If Earth retained water after its fiery birth, could the moon have done so, too?
Evidence suggests water may exist below the moon's surface. And to figure out if current ideas about the lunar formation process support the possibility of a watery moon, scientists modeled the moments when Earth and the moon were forming from the same material.
The OSIRIS-REx spacecraft photographed Earth and the moon on Jan. 17, and both appear to almost merge into a singular point against the dark expanse of space. And for a moment, billions of years ago, the planet and the moon were one.
The prevailing theory behind the birth of the moon holds that Theia, a Mars-size hunk of rock, smashed into young Earth between 4.4 billion and 4.5 billion years ago, and was powerful enough to heat up and vaporize material, sending some of it flying off into space. This formed a disk of matter, and the moon formed as these pieces came together, cooled down and coalesced, according to the theory. [5 Wild Theories on How the Moon Formed]
This event is the subject of a recent study, conducted by Miki Nakajima, of the Carnegie Institute for Science, and Dave Stevenson, of the California Institute of Technology. They wanted to know if the lunar origin story, as commonly understood by astronomers, supports recent findings that water might exist on the moon. Specifically, they looked at the range of temperatures possible during the proto-moon stage.
If the disk of material that formed the moon was very hot, then hydrogen and other elements with low boiling points would have jetted off into space, the study's researchers said in a statement. And if there's no hydrogen, there's no water. But if the disk was cool enough, then hydrogen wouldn't have vaporized off into space, and instead would have remained on the lunar building blocks.
"The good news is that our models show that observations of a wet moon are not incompatible with a giant impact origin," Nakajima said in the statement.

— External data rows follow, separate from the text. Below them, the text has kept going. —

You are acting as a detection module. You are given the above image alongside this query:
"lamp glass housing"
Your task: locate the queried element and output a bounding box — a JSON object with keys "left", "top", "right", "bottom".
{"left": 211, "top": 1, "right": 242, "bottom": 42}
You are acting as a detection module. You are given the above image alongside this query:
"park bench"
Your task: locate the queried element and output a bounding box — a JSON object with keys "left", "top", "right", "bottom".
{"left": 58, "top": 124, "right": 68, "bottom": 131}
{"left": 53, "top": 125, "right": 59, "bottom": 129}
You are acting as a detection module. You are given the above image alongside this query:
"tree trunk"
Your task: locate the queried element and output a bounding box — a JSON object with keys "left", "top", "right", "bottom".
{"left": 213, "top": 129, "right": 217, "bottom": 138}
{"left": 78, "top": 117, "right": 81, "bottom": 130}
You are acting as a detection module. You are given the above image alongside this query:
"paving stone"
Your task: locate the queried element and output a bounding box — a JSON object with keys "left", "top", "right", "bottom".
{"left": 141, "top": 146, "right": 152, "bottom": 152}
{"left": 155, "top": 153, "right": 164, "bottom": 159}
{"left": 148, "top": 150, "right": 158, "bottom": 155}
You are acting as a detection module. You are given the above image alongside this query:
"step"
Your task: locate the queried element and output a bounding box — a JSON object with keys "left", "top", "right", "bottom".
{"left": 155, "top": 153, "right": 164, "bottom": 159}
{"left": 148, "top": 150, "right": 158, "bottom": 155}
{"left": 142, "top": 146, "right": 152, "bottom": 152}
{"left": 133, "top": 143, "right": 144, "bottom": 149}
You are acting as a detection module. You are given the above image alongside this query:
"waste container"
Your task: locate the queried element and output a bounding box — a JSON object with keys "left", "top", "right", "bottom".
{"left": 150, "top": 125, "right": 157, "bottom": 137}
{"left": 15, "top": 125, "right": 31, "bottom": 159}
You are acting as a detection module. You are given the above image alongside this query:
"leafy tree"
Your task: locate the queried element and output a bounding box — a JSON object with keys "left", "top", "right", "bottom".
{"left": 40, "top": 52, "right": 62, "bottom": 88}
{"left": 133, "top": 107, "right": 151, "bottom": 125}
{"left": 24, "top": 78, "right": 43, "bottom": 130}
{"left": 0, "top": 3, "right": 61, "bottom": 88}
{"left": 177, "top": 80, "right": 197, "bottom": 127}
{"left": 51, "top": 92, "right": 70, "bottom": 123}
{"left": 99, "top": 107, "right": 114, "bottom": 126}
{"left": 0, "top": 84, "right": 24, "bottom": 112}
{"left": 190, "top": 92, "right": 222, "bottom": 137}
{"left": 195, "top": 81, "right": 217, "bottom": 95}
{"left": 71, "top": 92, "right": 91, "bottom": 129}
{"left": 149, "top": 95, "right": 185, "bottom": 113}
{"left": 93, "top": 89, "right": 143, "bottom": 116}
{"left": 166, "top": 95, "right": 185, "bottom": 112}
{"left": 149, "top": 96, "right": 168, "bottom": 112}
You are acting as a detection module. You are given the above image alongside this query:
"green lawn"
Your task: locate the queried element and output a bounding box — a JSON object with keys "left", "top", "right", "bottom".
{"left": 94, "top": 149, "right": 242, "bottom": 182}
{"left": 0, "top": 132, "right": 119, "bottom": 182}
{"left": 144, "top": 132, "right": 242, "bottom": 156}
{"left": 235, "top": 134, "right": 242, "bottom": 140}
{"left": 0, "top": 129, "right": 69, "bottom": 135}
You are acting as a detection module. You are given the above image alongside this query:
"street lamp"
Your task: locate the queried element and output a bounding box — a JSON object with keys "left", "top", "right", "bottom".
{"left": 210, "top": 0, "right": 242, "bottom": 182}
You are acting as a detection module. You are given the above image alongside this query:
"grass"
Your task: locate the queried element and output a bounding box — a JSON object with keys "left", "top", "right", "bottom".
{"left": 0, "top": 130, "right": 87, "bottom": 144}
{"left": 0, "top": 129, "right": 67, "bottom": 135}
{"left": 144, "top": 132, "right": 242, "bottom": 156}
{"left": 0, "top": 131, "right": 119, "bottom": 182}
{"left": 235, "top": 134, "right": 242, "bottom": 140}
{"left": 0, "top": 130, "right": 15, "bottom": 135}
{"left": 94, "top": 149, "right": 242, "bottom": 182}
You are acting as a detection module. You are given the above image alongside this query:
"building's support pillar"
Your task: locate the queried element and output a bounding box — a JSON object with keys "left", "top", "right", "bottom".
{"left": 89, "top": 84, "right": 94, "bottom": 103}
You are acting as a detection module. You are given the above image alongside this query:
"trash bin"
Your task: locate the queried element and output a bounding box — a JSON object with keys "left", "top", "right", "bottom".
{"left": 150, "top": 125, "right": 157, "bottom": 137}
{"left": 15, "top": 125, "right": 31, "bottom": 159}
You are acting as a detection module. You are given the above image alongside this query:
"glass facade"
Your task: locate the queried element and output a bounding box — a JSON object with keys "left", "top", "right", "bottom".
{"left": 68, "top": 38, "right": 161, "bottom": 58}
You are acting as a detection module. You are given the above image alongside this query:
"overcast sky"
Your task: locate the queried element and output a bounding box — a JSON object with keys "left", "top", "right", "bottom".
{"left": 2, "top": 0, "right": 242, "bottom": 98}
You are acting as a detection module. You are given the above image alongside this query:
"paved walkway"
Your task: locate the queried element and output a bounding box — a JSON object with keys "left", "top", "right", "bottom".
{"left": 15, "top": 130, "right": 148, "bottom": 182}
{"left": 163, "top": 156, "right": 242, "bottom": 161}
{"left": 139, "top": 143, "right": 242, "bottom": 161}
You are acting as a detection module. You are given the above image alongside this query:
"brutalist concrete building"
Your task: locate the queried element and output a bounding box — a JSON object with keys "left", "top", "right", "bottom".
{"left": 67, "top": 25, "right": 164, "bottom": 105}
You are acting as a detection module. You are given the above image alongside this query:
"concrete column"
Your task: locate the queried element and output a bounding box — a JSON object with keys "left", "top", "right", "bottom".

"This is still very much an area of active research … figuring out about how much water exists in the Moon," Nakajima added. "This is a highly important and challenging question to answer given that we have limited knowledge on the history and distribution of lunar water." Theories of lunar formation now need to account for the higher estimates of lunar water found in mission samples, and though there's more work to be done, this research is an important step in understanding how the moon came to be.
The new work was detailed in the journal Earth and Planetary Science Letters.